Regno Unito: l’espansione della produzione EAF crea una carenza di rottame, richiesta una catena di distribuzione più consistente

martedì, 02 dicembre 2025 15:04:30 (GMT+3)   |   Istanbul

Secondo un nuovo report diffuso dall’associazione commerciale britannica UK Steel e dal sottocomitato Circular Steel, il Regno Unito sta affrontando una grave carenza di rottame in seguito all’espansione della capacità locale della produzione con forni elettrici ad arco (EAF).

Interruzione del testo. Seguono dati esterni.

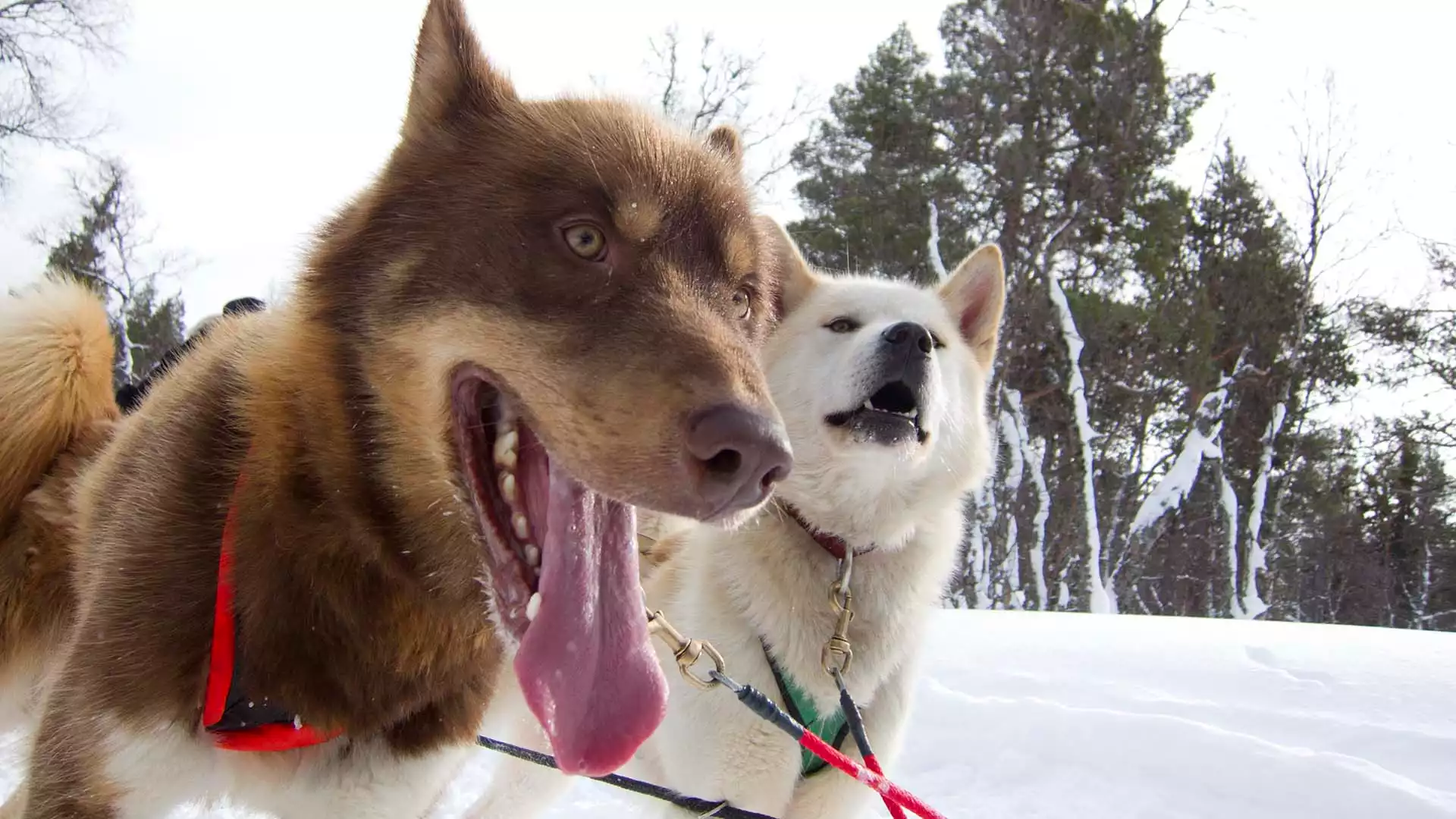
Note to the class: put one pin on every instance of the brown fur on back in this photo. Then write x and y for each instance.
(325, 423)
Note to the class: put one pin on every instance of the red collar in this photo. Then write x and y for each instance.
(832, 544)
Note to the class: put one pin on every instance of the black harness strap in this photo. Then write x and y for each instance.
(813, 764)
(699, 806)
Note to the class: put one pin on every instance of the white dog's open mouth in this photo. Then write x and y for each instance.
(564, 575)
(890, 417)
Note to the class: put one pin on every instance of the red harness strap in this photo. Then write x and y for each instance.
(232, 720)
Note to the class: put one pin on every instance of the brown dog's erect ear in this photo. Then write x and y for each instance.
(976, 295)
(452, 72)
(724, 142)
(791, 273)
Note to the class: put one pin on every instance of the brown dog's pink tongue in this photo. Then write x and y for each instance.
(585, 665)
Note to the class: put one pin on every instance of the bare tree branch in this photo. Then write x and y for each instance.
(718, 88)
(36, 37)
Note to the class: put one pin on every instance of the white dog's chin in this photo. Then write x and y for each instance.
(739, 519)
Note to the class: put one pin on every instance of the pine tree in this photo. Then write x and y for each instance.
(874, 169)
(104, 253)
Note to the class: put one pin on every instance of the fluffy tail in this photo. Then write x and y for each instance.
(55, 363)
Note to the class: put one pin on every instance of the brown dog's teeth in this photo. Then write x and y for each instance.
(506, 449)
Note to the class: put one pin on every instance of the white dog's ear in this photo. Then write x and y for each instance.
(976, 295)
(791, 275)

Dei circa 10 milioni di tonnellate di rottame generati dal Regno Unito all’anno, l’80% viene esportato. Dopodiché, spesso questi volumi tornano sottoforma di prodotti finiti importati che compromettono la produzione locale.

Solitamente, i mercati export accettano il rottame ad alto grado di impurità e i responsabili del trattamento esteri, che spesso operano con costi inferiori e tecnologie più avanzate, trasformano il rottame britannico in materiale di alta qualità. Nel frattempo, i riciclatori locali hanno ricevuto un piccolo incentivo per investire nelle moderne tecnologie di frantumazione, controllo e perfezionamento, dato il mercato locale EAF tradizionalmente ridotto. Il settore siderurgico britannico sta affrontando la maggior riorganizzazione da decenni, quindi questo squilibrio rappresenta un importante indebolimento della competitività.

L’espansione della produzione EAF porterà la domanda di rottame a livelli record

Considerata la transizione verso la produzione EAF, si prevede che la domanda di rottame aumenterà. Secondo il report, il consumo di rottame potrebbe quasi triplicare entro il 2050, raggiungendo i 7 milioni di tonnellate all’anno. Gli scenari più prudenti, invece, vedono una domanda di circa 4,2 milioni di tonnellate. Solo a Port Talbot, la nuova capacità EAF richiederà fino a 2 milioni di tonnellate aggiuntivi di rottame all’anno fino al 2027, rappresentando un aumento del 70% del consumo di rottame. Senza un intervento, il Regno Unito avrà difficoltà ad assicurarsi il rottame di alta qualità richiesto per questa transizione.

I flussi del rottame e i rischi legati alla sicurezza richiedono una modernizzazione

L’attuale disponibilità di rottame nel Regno Unito proviene da tre origini: 3 milioni di tonnellate dai prodotti di consumo fuori uso, 4 milioni di tonnellate dal settore edile e dalle demolizioni e 3 milioni di tonnellate da derivati industriali e macchinari obsoleti.

Molti di questi materiali vengono sottoposti a trattamenti minimi e vengono esportati come prodotto di basso valore. Eppure, le operazioni EAF richiedono rottame estremamente raffinato, con l’impiego di tecnologie di cesoiatura, frantumazione e controllo avanzate per rimuovere gli elementi contaminanti.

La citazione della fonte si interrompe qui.